Cape Cod. Fin des terres américaines. Ou bien – mais c’est pareil – naissance, commencement, lieu même où, il y a quatre siècles, accostèrent les pèlerins du Mayflower. C’est ici, à deux heures de voiture de Boston, dans cette station balnéaire dont l’autre particularité est d’être devenue, avec le temps, une ville presque exclusivement peuplée de gays que j’ai, le 20 janvier 2005, au bout de mon American Vertigo, rencontré pour la dernière fois Norman Mailer.
Que diable faisait-il là ? Comment l’enfant de Brooklyn, le New-Yorkais de cœur et de volonté, le surmâle aux six mariages, l’homme dont la féministe Kate Millett a dit qu’il était la quintessence du « cochon hétérosexuel et machiste », comment cet homme-là avait-il pu élire domicile dans cette bourgade pour le moins singulière ? Je lui pose la question, bien sûr. C’est même l’une des premières choses que je lui demande lorsque je le vois surgir, dans le salon baigné de lumière, petit, trapu, tout en cou et en torse, très rond dans son chandail sans manches, la crinière blanche intacte, l’œil bleu qui me scrute et n’a rien perdu de son ironie. Un hasard, me répond-il en riant très fort. Juste un hasard. Je cherchais un endroit tranquille pour pouvoir travailler à mon rythme. Alors voilà. Cape Cod. Et, à Cape Cod, cette maison belle et claire, dans les dunes, face à la mer, idéale pour faire provision de silence et de solitude. Car quel est, ajoute- t-il, le problème numéro un des romanciers qui ont enfin compris que le temps presse ? S’isoler. S’exiler dans leur propre pays. Parfois, comme Philip Roth, se cacher dans leur propre ville. Faire un saut hors du rang de ces autres meurtriers qui ne songent qu’à réduire en cendres le désir des écrivains d’écrire. Et, dans cette bulle, cette réserve ardente, cette chapelle, écrire des livres sans pitié et que l’époque n’attendait plus…
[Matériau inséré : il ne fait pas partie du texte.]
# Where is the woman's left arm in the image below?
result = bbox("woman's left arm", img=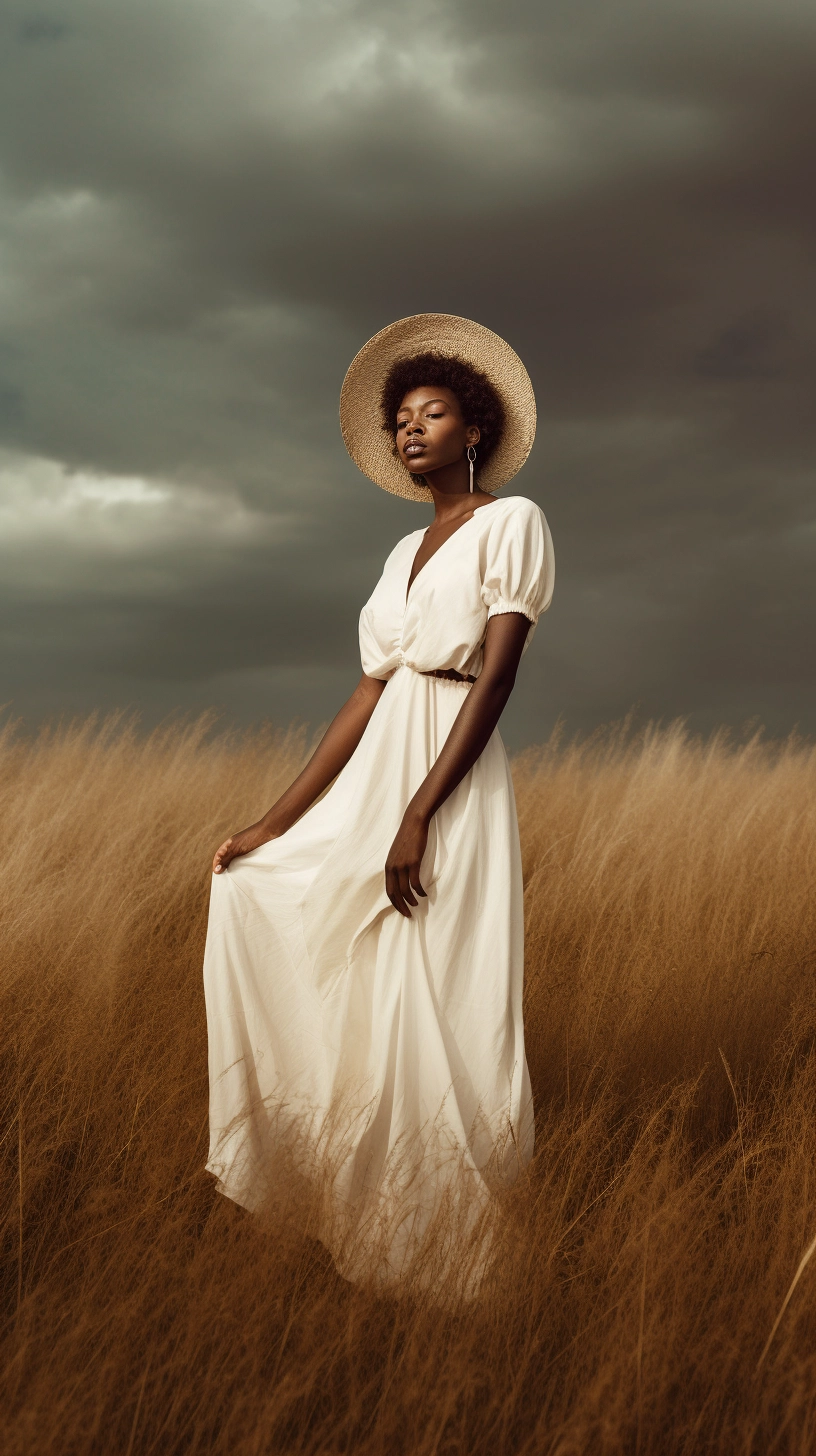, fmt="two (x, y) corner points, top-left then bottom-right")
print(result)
(385, 612), (530, 919)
Norman Mailer a 82 ans, ce jour-là. Il ne les fait pas. Non, malgré l’alcool, les drogues, les excès de ses vies successives, malgré la surdité qui gagne, malgré ses jambes qui peinent à le porter et lui donnent cette démarche appliquée de petit golem de pierre, malgré son air de vieux boxeur sorti du ring ou d’ancien marin qui aurait définitivement touché terre, il a une juvénilité d’allure qu’il a, me dit-on, gardée jusqu’à la fin. La seule chose, c’est l’impression qu’il donne de n’être plus toujours ni tout à fait de ce monde. Le vrai, le seul, stigmate de l’âge c’est, sur le visage de ce grand vivant hemingwayen, l’air d’absence qui s’imprime dès que l’on tente de lui parler, non seulement de ses livres, mais de ses hauts faits. La guerre dans le Pacifique ? Le Vietnam ? Les années Nixon ? La rencontre avec Castro ? La candidature à la mairie de New York ? Les nus ? Les morts ? Les batailles pour les droits civiques ?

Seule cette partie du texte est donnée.